Os Antigos sabiam tudo. No tempo deles é que era. Havia respeito, havia educação, bondade, sabedoria, paz, saúde e sobretudo velhice. Os Antigos merecem a letra grande, Antigos, como se fossem uma civilização, porque deveras são.
Os Antigos sabiam de laranjas - de manhã ouro, à tarde prata e à noite mata. Sabiam do tempo - em Abril, águas mil. Sabiam de horas e alturas - deitar cedo e cedo erguer dá saúde e faz crescer. Sabiam de curas e maleitas - o vinagre e o limão meio cirurgião são. Sabiam de tubérculos e famulagem - não comas caldo de nabos nem o dês aos teus criados. Sabiam de presigos e segurança pública - sardinha sem pão é comer de ladrão. Sabiam de magustos e viagras - a castanha excita o coito e alimenta muito. Sabiam de proporções - bom comer: três vezes beber. Sabiam de criação e divindades - ao menino e ao borracho põe Deus a mão por baixo. Sabiam de prestidigitação e utopias - mais vale um pássaro na mão do que dois a voar. Sabiam saltar a cerca - a galinha da vizinha é sempre melhor que a minha. E sabiam guardar um segredo - o corno é o último a saber.

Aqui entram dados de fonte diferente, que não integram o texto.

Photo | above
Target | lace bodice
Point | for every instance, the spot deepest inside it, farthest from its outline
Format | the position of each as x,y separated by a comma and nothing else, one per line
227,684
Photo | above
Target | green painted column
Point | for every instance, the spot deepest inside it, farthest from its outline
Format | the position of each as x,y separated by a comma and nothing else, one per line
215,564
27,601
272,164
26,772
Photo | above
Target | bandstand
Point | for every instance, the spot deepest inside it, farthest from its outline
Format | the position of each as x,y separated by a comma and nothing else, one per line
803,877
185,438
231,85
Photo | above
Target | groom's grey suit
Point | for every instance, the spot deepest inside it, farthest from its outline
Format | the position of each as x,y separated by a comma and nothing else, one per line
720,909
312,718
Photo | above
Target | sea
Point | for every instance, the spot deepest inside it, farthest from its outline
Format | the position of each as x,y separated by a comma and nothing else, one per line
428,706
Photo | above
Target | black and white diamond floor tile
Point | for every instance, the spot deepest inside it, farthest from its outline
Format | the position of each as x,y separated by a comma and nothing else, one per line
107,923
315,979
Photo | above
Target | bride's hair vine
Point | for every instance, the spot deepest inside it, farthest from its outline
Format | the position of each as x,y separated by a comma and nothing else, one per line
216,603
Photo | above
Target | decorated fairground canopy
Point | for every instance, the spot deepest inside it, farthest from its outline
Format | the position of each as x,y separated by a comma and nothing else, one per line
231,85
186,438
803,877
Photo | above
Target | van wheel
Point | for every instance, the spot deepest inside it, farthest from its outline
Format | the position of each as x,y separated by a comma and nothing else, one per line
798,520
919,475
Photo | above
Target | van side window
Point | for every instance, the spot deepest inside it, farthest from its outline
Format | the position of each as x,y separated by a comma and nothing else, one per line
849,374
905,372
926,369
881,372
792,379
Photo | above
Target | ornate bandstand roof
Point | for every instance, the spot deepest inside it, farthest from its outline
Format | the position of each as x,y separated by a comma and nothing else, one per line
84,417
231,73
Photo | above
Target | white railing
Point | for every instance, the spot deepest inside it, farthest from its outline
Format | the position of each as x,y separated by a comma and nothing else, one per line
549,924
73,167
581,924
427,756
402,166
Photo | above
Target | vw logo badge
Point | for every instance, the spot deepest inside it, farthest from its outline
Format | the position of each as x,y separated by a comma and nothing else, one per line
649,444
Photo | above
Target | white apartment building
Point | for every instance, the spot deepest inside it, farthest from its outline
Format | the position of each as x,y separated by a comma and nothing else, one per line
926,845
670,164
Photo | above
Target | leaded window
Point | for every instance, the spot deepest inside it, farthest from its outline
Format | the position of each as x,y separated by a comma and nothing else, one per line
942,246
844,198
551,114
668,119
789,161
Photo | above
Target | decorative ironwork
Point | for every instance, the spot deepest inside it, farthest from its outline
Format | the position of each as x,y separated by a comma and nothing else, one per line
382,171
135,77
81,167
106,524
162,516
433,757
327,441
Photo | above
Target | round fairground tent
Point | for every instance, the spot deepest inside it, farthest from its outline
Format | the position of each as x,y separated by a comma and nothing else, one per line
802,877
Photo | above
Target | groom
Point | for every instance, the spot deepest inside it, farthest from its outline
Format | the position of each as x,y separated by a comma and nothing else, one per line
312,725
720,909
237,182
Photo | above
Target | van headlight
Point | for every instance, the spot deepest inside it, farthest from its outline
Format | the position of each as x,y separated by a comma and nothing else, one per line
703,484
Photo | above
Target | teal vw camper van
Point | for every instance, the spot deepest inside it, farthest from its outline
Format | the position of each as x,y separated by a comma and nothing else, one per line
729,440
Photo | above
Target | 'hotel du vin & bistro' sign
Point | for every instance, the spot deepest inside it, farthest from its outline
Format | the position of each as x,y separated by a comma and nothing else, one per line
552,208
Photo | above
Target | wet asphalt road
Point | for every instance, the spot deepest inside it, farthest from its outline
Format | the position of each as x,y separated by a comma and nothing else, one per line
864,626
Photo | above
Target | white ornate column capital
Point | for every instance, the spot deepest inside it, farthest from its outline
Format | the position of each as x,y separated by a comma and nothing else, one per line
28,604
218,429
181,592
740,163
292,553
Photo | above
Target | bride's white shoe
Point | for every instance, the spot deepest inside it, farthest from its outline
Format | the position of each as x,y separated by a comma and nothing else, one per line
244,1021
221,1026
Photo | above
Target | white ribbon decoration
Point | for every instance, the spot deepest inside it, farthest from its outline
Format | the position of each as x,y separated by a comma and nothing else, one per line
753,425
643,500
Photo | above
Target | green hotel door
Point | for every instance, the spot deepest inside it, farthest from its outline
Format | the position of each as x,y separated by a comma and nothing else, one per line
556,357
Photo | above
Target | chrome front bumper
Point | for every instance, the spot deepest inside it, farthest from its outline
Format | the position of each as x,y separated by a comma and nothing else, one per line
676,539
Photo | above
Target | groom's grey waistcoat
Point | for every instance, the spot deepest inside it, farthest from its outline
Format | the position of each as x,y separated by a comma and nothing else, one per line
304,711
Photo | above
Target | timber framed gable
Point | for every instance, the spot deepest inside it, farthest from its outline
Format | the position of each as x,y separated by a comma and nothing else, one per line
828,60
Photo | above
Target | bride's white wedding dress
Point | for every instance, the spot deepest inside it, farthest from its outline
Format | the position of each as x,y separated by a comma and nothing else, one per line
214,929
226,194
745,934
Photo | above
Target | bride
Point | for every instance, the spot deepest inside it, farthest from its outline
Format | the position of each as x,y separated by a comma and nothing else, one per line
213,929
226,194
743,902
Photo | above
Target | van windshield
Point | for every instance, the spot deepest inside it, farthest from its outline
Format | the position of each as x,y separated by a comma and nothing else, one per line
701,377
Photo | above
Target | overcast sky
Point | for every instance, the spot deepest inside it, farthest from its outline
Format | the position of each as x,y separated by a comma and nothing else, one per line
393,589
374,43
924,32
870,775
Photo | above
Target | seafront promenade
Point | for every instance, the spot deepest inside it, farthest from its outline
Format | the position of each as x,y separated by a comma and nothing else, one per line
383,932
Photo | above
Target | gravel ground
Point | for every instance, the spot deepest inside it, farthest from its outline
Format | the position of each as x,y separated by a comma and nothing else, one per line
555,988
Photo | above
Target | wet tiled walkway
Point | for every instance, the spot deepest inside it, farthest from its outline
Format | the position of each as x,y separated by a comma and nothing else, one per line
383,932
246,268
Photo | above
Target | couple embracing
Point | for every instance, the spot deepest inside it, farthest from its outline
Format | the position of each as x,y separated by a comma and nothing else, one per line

Os Antigos morriam muito, mas morriam muito velhinhos, isto é, por volta dos cinquenta, sessenta anos.
Os Antigos não andavam por aí aos tiros. Andavam às pauladas, às facadas, às sacholadas - e aos tiros.
Os Antigos não matavam por dá cá aquele palha. Matavam por causa da água - e geralmente por causa do vinho. E às vezes por dá cá aquela palha, só para não darem parte de fraco.
Os Antigos não emprenhavam raparigas solteiras a torto e a direito. Os filhos de pai incógnito eram realmente mais que as mães, mas eram milagres, isso está provado.
Os Antigos não toleravam e até perseguiam os maricas, isto é, os paneleiros, porém consideravam razoável que o senhor padre fosse ao pito às moças da paróquia e brincasse com as pilinhas dos meninos da catequese.
Os Antigos sabiam muito de política e achavam que melhor que um Salazar só dois Salazares. Melhor ainda, um Salazar em cada esquina e o país de bico calado. Entre Salazar e Fátima, era a única dúvida que tinham os Antigos, e por isso resolveram apegar-se aos dois.
Os Antigos sabiam como fazer homens. Pegavam nos rapazes e mandavam-nos para a tropa, se possível para a guerra. Bater nos filhos fazia parte, e nas mulheres também.
Os Antigos sabiam o lugar da mulher. Em casa. Na cozinha. A fazer croché. E se saíam à rua, era marido à frente e mulher um passo atrás, como Deus ensinou e está na Bíblia. Ser marido era um posto.
Os Antigos respeitavam muito as esposas. Por isso iam às putas.
Os Antigos andam por aí. E estamos no tempo deles.